Ajuste fiscal, arrocho, reforma trabalhista e previdenciária. As verdadeiras medidas que marcarão o futuro governo passaram ao largo do debate que polarizou eleitoralmente o segundo turno. As equipes econômicas de Lula e Alckmin estudam medidas para assegurar a continuidade da política neoliberal e, mais que isso, colocar em prática o que está sendo chamado de um “novo ciclo de reformas”.

Após a abertura generalizada da economia, impulsionada na era Collor, a privatização levada a cabo pelos dois mandatos de FHC e a reforma da Previdência realizada por Lula, a nova onda de reformas pretende atacar os direitos trabalhistas e lapidar ainda mais a previdência.
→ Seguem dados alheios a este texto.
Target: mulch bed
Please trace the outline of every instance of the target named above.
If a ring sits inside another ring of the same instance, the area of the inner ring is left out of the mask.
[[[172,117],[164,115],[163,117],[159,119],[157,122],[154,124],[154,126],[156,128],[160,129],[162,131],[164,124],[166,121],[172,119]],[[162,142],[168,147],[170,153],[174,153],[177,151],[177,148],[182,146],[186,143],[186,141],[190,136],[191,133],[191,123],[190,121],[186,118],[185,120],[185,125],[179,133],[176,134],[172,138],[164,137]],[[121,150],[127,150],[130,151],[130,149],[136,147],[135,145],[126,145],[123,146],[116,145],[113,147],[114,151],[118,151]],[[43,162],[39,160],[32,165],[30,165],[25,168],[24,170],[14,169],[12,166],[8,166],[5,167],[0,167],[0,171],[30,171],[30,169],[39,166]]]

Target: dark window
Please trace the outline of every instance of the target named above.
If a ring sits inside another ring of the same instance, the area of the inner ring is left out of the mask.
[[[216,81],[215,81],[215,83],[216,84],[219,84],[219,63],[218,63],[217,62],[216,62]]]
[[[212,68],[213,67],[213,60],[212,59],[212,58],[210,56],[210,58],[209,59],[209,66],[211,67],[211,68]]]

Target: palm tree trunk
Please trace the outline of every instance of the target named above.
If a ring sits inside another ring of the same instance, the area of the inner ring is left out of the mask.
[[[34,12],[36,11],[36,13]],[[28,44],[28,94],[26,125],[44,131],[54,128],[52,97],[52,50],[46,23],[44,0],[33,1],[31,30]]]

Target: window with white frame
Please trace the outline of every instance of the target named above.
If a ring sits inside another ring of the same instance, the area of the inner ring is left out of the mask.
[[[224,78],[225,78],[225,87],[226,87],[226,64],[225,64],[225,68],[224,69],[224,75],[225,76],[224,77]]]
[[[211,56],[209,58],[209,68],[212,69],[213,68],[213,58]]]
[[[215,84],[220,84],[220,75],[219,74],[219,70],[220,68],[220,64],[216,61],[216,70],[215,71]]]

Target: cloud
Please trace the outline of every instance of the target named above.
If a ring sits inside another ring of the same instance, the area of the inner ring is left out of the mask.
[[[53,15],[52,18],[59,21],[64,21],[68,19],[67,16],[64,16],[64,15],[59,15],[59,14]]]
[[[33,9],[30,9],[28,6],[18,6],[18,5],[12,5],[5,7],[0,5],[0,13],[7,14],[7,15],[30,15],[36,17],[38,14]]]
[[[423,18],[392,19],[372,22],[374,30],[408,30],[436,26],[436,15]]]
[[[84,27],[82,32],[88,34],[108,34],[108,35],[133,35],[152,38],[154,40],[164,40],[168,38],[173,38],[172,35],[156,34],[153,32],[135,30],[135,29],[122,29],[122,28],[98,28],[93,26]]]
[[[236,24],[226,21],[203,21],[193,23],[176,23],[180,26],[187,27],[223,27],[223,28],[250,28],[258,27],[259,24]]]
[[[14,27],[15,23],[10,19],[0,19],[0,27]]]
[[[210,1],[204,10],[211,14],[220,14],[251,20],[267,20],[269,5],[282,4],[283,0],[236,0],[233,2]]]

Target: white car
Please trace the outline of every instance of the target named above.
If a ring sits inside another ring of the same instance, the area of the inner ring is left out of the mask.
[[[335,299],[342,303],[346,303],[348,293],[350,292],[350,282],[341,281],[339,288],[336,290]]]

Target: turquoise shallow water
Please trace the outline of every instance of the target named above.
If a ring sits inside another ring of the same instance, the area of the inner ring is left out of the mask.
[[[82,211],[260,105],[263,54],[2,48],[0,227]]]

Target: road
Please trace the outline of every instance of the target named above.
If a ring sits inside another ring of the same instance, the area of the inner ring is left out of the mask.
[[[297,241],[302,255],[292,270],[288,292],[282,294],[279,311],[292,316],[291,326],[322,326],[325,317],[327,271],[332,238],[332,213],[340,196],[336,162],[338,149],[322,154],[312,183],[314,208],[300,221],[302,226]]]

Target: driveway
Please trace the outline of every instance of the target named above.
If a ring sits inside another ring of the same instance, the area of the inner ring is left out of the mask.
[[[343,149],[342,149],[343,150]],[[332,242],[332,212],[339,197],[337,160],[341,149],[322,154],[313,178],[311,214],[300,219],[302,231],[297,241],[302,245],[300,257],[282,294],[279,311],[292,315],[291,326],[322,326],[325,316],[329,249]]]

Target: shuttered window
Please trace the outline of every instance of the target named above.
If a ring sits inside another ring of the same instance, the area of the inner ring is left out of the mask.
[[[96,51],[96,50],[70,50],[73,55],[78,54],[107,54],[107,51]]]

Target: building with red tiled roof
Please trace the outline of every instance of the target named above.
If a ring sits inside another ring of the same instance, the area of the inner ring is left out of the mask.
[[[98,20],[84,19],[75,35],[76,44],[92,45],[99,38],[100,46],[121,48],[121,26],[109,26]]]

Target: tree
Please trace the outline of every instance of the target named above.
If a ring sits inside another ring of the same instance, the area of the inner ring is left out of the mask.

O objetivo seria conferir maior “eficiência” à economia, ou seja, aumentar a exploração dos trabalhadores e a transferência de recursos para os juros da dívida a fim de elevar os lucros dos investidores estrangeiros.

Tal necessidade ganhou certo destaque no dia 16 de outubro, quando foi divulgado o relatório da Conferência das Nações Unidas para o Comércio e Desenvolvimento (Unctad). O estudo mostra que o Brasil perdeu quatro posições no ranking dos países que mais receberam investimentos estrangeiros, caindo do 14º para 10º em 2005. Além do real valorizado, o principal motivo apontado para a queda dos investimentos seria o suposto “alto custo do capital”, ou seja, elevada carga tributária e principalmente os direitos trabalhistas que encareceriam as contratações.

Já está no papel
Longe dos holofotes, a equipe do governo já está adiantada na preparação das novas reformas. Artigo divulgado em setembro pelo Ipea (Instituto de Pesquisa Econômica Aplicada), órgão subordinado ao Ministério da Fazenda, traça a agenda econômica para 2007. Assinado pelos economistas Fabio Giambagi e Paulo Mansur Levy, o artigo defende um conjunto de reformas para garantir um crescimento econômico da ordem de 4,5% a 5% a partir de 2011.

Para isso, seria necessário um forte ajuste e elevação do superávit primário (economia que o governo faz para pagar os juros da dívida). O prêmio tão almejado para o esforço é a promoção do Brasil ao grau de “investment grade”, ou seja, o status de país modelo para os investidores conferido pelas agências internacionais de risco. Entre as metas para os próximos anos segundo o artigo estaria a “redução substancial da dívida líquida do setor público na próxima década, mediante uma política de superávits primários que conservem durante vários anos as contas fiscais superavitárias mesmo após o pagamento de juros”.

No entanto, não é apenas um longo e brutal arrocho que os economistas do governo planejam. Para eles, o principal problema das contas públicas não é o gigantesco montante destinado ao pagamento dos juros da dívida, mas a Previdência social. Para resolver tal “problema”, a solução dada pelos técnicos passa textualmente pela “desvinculação entre piso previdenciário e o salário mínimo”.

Num dos trechos mais escandalosos, os economistas defendem a “explicitação na Constituição de que todas as aposentadorias – incluindo o piso – serão corrigidas por um índice de preços a ser definido em lei (…) igualando o Brasil à grande maioria dos países do mundo, onde a remuneração dos aposentados, na melhor das hipóteses, acompanha a inflação, porém sem aumentos reais”.

Além disso, o documento defende a prorrogação e ampliação do mecanismo da DRU (Desvinculação das Receitas da União), criado pelo governo FHC. A DRU possibilita atualmente que o governo desvie 20% das verbas do orçamento destinado à saúde e educação, por exemplo, para pagar juros da dívida. Para os economistas do Ipea, a DRU deveria ser de 35%. O próprio Lula defendeu a mudança no jornal Folha de S. Paulo do dia 23 de outubro. “Isto pode ser discutido dentro de um programa de melhora da qualidade do gasto primário”, afirmou. A medida é orientada pelo FMI, dentro do plano de flexibilizar gastos com saúde e educação, isto é, eliminar da Constituição a obrigação de gastar determinada porcentagem fixa do orçamento com esses setores.

O modelo de gestão econômica apontada como ideal seria o praticado por países como Chile, Índia e, em última instância, a própria China, ou seja, países cujos trabalhadores não gozam da mínima proteção trabalhista. Isso mostra que, dentro desse modelo econômico empunhado tanto pelo PT quanto o PSDB, a aplicação das reformas neoliberais torna-se inevitável.